From deprivation in the wilderness to the lavish courts of European nobility, this poignant historical novel explores the life and quest of Jean-Baptiste Charbonneau, the son of Sacagawea. After the famed Lewis and Clark expedition and the death of his mother, Jean-Baptiste was brought up as Clark's foster son. He was eventually paraded throughout Europe as a curiosity from the wilds of America, labeled as a half-gentleman and half-animal, entertaining nobility as a concert pianist. Later, Jean-Baptiste returns to North America with a burning desire to create his own place in the New World. In doing so, he returns to the heart of the American wilderness on an epic quest for ultimate identity that brings sacrifice, loss, and the distant promise of redemption.

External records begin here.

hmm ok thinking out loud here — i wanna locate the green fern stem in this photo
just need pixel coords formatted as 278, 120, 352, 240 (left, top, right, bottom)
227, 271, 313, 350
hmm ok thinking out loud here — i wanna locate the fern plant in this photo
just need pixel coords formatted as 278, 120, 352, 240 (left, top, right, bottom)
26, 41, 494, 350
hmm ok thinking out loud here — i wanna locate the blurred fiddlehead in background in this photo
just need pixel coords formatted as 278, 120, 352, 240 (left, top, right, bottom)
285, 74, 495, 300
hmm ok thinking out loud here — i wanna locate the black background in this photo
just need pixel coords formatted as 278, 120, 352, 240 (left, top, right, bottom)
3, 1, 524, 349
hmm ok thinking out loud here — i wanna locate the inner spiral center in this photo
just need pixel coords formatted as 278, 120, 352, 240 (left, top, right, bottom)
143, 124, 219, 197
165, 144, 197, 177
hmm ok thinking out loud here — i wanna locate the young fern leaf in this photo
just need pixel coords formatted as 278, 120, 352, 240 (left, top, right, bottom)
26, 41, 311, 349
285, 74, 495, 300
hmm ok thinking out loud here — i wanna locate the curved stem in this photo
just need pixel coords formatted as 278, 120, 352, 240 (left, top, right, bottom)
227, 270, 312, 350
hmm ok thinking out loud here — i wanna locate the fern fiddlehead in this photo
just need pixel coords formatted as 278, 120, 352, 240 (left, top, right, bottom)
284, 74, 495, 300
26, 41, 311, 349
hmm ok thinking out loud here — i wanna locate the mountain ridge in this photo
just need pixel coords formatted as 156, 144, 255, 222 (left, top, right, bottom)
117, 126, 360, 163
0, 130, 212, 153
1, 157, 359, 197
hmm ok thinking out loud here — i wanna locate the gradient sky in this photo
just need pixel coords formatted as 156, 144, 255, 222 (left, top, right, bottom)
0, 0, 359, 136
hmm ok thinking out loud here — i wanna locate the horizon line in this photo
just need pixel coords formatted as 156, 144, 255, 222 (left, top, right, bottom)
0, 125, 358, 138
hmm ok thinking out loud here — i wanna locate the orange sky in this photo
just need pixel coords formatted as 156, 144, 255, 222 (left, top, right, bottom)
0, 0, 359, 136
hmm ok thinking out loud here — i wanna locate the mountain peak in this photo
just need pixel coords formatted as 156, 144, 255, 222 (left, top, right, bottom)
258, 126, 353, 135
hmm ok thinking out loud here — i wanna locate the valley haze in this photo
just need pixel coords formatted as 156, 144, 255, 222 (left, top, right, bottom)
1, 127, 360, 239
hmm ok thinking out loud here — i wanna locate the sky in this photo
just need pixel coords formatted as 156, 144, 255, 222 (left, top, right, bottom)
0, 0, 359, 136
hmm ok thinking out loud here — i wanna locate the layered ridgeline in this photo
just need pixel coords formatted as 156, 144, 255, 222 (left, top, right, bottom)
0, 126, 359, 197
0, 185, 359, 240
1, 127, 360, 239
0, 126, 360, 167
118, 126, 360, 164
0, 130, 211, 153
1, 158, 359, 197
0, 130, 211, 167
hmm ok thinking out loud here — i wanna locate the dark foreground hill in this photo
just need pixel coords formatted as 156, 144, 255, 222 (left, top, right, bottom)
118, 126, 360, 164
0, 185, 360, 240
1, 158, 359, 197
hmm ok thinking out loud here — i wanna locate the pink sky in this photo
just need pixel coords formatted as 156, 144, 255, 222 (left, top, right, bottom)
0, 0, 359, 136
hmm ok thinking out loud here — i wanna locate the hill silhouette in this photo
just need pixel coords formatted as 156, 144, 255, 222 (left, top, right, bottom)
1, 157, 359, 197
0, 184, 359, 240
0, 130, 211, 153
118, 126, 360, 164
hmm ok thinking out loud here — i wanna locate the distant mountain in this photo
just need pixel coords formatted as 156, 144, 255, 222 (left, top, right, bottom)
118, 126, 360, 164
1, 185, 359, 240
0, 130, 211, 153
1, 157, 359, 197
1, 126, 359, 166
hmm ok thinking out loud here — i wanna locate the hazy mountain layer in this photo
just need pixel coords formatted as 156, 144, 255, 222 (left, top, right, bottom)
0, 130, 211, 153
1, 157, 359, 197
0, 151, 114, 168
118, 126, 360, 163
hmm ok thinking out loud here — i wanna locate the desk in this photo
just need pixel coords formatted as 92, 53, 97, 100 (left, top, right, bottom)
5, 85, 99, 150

Colin Sargent is a playwright and the author of three books of poetry. He is also the founder and publisher of Portland Magazine. He lives in Portland, Maine.
Sargent's debut novel is a stylish look at the fate of Sacagawea's baby son, Jean-Baptiste Charbonneau. . . . Increasingly haunted by his mother, Baptiste revisits her in memories and visions that lend themselves nicely to Sargent's lyrical prose . . . an impressively rounded portrait of Baptiste, this novel will satisfy fans of American history.
From the beginning to the novel's spellbinding conclusion, playwright and poet Sargent allows us an intimate glimpse into what could have been the heart of Jean-Baptiste. This memorable novel will captivate all who read it. Highly recommended.
One of the most satisfying works of fiction that I have read in years. . . . Sargent sends the youthful Baptiste on a multi-leveled grand tour of discovery that never lets up or disappoints.
Strongly reflecting the author's ability as a playwright and poet, [this book] is rich with unusual historical detail. . . . It is a fascinating and ultimately tragic tale of a usually forgotten player in this country's story.